At the MacLaren Youth Correctional Facility in Woodburn, a youth earned 15 industry-recognized certifications in heating, air-conditioning and refrigeration. When he was paroled this fall he had a job right away.
And at Tillamook, youth offenders built a building shell that became part of the new Trask River High School, saving an estimated $500,000 in construction costs.
These are only some of the many ways in which youth offenders benefit from working alongside OYA maintenance staff, who daily mentor them in trades skills, workplace expectations and what they need to know to succeed at work on the outside.
Youth in OYA close custody learn skills ranging from electrical, plumbing, painting and welding to carpentry, drywall, landscaping, heating, air-conditioning and refrigeration. It's a joy to see trades professionals who love their work training youth who want to learn. In fact, a former contractor joined OYA because he wanted to mentor youth, and that desire is a requirement for all maintenance staff we hire.
A maintenance staffer at Hillcrest Youth Facility in Salem reminds youth daily that their work is their signature.
For many of the incarcerated youth, this is their first work opportunity. "I knew nothing about any of this and I don't know as much as I need to," says one of the youth. "But I've got time to learn."
A contractor observed one youth's work and said "when you get out, look us up"; he did, and the youth is working today. Another contractor mistook a youth for a member of the OYA maintenance staff. Their work and attitude are usually that good.
Youth also learn the importance of pleasing the customer when installing a carpet, painting a room or repairing a dryer.
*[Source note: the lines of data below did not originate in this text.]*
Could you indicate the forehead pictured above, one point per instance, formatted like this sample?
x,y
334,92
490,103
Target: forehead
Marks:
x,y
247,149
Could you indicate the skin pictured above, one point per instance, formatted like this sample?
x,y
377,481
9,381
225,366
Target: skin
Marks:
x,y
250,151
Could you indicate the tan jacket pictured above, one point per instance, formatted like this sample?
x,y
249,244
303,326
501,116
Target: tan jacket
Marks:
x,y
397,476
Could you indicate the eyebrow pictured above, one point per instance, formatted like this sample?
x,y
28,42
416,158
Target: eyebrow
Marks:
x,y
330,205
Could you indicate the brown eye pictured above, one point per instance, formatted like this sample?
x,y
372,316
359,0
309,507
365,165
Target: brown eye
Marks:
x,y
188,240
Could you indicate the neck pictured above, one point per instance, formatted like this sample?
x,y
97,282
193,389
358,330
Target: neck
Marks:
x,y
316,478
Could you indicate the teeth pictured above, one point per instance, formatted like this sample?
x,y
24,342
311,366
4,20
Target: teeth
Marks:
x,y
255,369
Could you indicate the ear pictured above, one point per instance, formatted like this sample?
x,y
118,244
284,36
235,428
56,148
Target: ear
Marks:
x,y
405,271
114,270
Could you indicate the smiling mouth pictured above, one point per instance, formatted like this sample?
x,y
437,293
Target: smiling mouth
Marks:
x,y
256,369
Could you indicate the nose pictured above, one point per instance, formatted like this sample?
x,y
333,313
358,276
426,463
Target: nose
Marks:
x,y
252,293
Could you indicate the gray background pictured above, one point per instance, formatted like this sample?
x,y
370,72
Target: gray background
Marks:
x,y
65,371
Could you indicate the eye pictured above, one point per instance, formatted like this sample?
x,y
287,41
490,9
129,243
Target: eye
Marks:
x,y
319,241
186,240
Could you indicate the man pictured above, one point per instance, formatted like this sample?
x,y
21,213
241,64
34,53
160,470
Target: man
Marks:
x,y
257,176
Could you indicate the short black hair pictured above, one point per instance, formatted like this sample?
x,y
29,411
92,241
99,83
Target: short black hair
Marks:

To get these jobs, youth offenders must complete applications and go through job interviews just as they will on the outside. "I didn't have the best social skills growing up," says one youth, "and I'm working on my language and how I act around people."
That will serve him well.
I would understand if people thought these were make-work jobs. They aren't. We are minimally staffed and youths' work is needed to get the job done.
However, we also remember these youth committed serious offenses that gravely affected their victims, and we hold youth accountable. They are required to be in treatment. We expect them to make restitution to their victims. They earn these jobs only if they have completed high school. But we also tell these youth, your criminal past is not your future.
Youth offenders in OYA facilities come from most Oregon counties, and employers statewide can support crime-free lives by giving these earnest youth a chance. As one youth said of his prospective employers, "They'll know I was in jail, but they'll also know what I did with my time."